Le gouvernement chinois cherchera à créer une trajectoire de croissance forte et durable qui repose moins sur l’endettement. En effet, cela signifie des mesures ciblées qui soutiennent la transformation à long terme des marchés des capitaux et de l’immobilier. La question clé est de savoir ce qu’il advient de l’épargne excessive, les ménages chinois disposant actuellement d’une réserve record de dépôts bancaires – et cela est lié à l’évolution de la confiance à l’avenir.

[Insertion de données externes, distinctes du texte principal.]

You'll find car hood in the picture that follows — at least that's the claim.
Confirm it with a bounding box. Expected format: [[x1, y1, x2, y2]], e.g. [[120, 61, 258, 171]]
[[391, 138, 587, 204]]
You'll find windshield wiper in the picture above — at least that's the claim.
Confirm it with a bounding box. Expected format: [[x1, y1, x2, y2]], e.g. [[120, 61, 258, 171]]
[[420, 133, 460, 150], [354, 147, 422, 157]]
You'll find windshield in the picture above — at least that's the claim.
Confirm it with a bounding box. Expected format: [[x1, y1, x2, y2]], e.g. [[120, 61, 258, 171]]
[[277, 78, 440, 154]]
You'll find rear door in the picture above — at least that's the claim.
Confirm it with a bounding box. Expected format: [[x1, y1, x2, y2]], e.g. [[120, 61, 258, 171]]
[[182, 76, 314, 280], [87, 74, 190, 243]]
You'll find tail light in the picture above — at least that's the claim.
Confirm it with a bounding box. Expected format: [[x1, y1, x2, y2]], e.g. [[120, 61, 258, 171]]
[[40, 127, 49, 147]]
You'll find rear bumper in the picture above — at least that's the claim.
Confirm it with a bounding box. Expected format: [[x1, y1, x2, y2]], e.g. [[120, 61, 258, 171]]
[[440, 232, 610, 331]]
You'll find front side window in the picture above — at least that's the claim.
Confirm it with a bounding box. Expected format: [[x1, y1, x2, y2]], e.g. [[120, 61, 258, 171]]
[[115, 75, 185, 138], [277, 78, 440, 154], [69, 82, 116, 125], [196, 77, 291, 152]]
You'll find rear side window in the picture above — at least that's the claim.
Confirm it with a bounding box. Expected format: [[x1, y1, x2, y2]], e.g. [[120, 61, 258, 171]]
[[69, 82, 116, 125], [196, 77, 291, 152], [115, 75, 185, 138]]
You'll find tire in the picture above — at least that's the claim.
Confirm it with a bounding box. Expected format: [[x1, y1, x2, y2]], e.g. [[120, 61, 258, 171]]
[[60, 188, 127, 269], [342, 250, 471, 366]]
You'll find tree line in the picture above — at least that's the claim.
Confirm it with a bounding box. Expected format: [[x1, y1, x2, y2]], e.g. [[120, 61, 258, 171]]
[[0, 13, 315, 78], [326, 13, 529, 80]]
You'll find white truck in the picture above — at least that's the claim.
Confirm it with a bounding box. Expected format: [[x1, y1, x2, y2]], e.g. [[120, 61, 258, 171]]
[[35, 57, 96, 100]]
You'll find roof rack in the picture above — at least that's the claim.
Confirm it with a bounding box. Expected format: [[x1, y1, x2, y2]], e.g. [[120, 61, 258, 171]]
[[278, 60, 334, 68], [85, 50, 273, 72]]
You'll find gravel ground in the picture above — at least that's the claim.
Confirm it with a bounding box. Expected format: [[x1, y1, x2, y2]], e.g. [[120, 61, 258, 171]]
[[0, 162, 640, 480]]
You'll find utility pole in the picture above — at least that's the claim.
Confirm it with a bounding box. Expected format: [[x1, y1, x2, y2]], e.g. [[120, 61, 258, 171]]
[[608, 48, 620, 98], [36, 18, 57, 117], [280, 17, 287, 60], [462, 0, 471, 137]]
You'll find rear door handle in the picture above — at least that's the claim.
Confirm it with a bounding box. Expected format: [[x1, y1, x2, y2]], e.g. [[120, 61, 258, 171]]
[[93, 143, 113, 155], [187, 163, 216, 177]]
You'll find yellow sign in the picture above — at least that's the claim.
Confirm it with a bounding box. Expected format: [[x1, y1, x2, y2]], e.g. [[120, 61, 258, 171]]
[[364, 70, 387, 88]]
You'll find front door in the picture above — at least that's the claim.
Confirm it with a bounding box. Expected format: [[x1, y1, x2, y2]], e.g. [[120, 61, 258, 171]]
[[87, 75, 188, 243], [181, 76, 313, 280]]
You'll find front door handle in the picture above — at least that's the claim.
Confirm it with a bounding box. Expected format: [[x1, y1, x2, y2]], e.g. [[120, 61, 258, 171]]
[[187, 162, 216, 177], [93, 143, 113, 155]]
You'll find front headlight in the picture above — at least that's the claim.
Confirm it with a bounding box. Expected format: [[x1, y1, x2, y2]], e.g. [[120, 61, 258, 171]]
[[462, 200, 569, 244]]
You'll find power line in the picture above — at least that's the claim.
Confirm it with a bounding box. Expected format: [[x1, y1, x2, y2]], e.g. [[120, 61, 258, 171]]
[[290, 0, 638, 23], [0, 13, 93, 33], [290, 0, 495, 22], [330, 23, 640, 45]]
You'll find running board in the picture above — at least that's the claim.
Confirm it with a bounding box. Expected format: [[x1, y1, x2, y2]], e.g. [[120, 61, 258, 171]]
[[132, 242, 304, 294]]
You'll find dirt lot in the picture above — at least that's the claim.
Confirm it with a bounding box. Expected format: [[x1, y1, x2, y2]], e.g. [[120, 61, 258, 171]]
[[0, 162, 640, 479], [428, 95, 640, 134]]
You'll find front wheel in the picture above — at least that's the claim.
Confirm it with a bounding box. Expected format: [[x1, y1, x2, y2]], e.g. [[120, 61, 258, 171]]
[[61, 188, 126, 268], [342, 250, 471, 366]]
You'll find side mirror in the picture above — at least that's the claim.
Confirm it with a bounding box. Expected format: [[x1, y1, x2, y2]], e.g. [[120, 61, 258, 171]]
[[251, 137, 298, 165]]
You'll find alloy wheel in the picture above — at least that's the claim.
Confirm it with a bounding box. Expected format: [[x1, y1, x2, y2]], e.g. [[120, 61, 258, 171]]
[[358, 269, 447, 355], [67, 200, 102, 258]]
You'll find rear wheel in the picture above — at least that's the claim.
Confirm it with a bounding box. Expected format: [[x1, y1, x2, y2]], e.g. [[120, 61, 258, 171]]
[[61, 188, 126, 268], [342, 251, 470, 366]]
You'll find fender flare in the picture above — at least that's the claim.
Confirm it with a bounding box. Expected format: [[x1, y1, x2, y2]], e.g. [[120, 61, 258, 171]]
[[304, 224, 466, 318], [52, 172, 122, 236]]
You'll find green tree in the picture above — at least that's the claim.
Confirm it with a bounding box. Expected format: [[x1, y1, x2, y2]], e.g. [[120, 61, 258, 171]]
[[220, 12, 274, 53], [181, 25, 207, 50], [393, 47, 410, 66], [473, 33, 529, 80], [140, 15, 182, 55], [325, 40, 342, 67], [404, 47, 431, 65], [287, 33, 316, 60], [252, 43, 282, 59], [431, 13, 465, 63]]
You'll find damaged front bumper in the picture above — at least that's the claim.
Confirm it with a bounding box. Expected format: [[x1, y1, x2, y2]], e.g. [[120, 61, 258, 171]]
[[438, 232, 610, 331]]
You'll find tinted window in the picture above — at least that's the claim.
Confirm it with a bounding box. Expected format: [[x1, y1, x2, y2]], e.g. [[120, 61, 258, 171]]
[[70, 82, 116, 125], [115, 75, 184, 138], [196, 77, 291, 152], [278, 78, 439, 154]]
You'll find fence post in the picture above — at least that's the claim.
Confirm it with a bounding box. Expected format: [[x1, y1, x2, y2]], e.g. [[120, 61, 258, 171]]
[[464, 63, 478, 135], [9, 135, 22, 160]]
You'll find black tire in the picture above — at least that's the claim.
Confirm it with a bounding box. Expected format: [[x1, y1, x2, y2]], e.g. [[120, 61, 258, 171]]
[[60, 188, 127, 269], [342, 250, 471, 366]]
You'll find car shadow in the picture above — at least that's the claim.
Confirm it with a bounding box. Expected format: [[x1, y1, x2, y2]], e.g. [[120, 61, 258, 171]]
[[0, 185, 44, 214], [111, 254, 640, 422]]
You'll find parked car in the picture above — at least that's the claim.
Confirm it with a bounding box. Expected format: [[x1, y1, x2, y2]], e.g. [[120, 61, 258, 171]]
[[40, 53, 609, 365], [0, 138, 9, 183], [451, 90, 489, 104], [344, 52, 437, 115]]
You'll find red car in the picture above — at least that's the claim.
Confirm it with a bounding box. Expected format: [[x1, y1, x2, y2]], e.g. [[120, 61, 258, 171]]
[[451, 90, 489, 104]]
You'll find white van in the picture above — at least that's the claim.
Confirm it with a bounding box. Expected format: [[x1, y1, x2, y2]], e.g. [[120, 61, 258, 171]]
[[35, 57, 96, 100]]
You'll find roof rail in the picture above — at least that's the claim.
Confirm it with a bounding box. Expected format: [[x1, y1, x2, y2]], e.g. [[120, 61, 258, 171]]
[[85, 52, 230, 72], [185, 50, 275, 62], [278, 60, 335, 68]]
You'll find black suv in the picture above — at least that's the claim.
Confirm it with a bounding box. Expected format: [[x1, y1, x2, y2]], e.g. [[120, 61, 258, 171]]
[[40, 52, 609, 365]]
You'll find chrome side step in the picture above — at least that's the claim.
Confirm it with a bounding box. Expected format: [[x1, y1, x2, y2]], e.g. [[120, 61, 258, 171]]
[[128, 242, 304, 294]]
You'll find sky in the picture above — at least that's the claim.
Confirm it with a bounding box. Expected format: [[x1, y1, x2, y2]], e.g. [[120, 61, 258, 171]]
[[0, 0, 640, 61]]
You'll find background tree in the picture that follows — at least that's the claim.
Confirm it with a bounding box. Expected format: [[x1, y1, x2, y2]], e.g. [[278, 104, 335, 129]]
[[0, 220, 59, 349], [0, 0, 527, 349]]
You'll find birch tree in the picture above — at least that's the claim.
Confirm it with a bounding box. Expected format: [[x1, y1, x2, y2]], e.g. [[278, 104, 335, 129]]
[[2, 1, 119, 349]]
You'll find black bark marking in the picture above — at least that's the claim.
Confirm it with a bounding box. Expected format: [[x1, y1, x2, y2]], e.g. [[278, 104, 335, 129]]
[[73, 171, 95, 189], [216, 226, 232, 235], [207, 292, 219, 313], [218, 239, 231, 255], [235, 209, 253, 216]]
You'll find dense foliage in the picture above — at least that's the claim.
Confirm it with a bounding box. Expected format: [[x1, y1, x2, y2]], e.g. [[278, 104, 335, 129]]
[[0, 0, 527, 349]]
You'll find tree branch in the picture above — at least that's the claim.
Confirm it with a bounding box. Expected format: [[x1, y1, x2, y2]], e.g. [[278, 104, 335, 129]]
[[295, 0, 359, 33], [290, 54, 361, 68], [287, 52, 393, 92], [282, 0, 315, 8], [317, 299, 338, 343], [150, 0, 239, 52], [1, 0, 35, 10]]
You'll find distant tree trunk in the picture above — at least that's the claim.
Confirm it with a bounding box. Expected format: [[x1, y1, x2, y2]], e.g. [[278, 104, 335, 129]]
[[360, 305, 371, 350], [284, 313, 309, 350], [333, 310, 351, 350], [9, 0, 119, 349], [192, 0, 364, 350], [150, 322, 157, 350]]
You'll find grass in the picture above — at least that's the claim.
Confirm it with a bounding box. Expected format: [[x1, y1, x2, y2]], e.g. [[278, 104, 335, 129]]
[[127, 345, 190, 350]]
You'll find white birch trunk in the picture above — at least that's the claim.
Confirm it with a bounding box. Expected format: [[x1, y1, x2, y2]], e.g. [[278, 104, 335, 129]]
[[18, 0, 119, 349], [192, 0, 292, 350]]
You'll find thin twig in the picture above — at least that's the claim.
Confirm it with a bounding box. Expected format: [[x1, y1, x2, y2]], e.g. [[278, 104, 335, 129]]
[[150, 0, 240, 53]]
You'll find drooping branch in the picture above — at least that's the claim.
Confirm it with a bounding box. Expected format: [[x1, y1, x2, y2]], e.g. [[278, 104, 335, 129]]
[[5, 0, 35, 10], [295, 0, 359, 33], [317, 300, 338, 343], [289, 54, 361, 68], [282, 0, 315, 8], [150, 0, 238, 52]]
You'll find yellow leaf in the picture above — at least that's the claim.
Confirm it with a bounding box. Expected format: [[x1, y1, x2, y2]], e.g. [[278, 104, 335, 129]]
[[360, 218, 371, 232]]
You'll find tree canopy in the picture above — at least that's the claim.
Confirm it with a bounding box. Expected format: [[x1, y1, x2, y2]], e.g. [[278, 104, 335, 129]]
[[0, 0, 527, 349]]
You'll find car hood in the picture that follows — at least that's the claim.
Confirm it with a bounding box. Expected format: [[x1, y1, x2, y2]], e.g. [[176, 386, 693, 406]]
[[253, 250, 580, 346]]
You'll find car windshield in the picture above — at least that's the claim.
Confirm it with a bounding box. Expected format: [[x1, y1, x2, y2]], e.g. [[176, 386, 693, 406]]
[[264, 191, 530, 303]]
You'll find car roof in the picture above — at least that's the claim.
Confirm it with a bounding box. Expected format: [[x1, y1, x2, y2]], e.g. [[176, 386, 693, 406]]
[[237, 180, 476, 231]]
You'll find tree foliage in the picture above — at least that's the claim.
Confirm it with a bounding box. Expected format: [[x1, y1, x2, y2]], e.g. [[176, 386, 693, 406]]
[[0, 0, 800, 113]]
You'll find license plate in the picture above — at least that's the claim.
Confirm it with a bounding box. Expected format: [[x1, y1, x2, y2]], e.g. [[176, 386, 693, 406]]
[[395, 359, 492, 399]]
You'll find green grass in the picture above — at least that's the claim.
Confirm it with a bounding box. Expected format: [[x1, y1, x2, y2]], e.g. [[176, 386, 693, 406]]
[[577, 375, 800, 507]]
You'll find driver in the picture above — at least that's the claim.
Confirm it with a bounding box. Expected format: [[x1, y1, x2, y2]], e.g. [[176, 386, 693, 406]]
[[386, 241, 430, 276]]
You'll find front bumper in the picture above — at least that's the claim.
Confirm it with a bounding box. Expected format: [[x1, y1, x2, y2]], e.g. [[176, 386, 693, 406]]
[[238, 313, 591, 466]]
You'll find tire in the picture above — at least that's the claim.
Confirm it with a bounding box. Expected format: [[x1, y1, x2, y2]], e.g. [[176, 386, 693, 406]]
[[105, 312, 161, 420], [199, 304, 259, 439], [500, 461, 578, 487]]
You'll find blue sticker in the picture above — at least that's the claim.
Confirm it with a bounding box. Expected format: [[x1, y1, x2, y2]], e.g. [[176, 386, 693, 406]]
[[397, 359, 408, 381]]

La reprise économique de la Chine ne se fera pas en ligne droite et la volatilité des marchés boursiers devrait se poursuivre. Malgré cela, nous pensons que le gouvernement va dans la bonne direction et que la tendance vers la reprise devrait se poursuivre, d’autant plus que des mesures de soutien gouvernementales plus concrètes sont mises en place. Celles-ci finiront par améliorer de manière significative la confiance du marché. En tant qu’investisseurs, nous continuons à nous concentrer sur les secteurs où nous trouvons des vents contraires de croissance structurelle. Malgré les contraintes macroéconomiques en Chine, ces domaines sont nombreux au niveau bottom-up et comprennent l’intelligence artificielle (IA), le big data et la numérisation, les véhicules électriques (VE), la modernisation industrielle, certaines tendances de la consommation intérieure, les bénéficiaires de la réforme des marchés financiers, ainsi que les technologies vertes et les énergies renouvelables. Les valorisations oscillent autour de niveaux déprimés – le marché chinois A se négocie autour de 11,5 fois le ratio cours/bénéfice à terme par rapport à sa moyenne sur 15 ans de 13,6 fois. Le marché offshore chinois se négocie autour de 9,7 fois le ratio cours/bénéfice à terme par rapport à sa moyenne sur 15 ans de 11,1x.1 En tant que gérant actif, c’est certainement le moment où nous pouvons tirer parti de la faiblesse du marché pour construire des positions sélectives avec une conviction à moyen et long termes. Alors qu’une grande partie du marché vend en fonction du sentiment, nous continuons à nous concentrer sur les entreprises de qualité qui devraient être en mesure d’assurer une croissance durable des bénéfices tout au long du cycle, et de bénéficier des investissements dans l’innovation et les gains de productivité.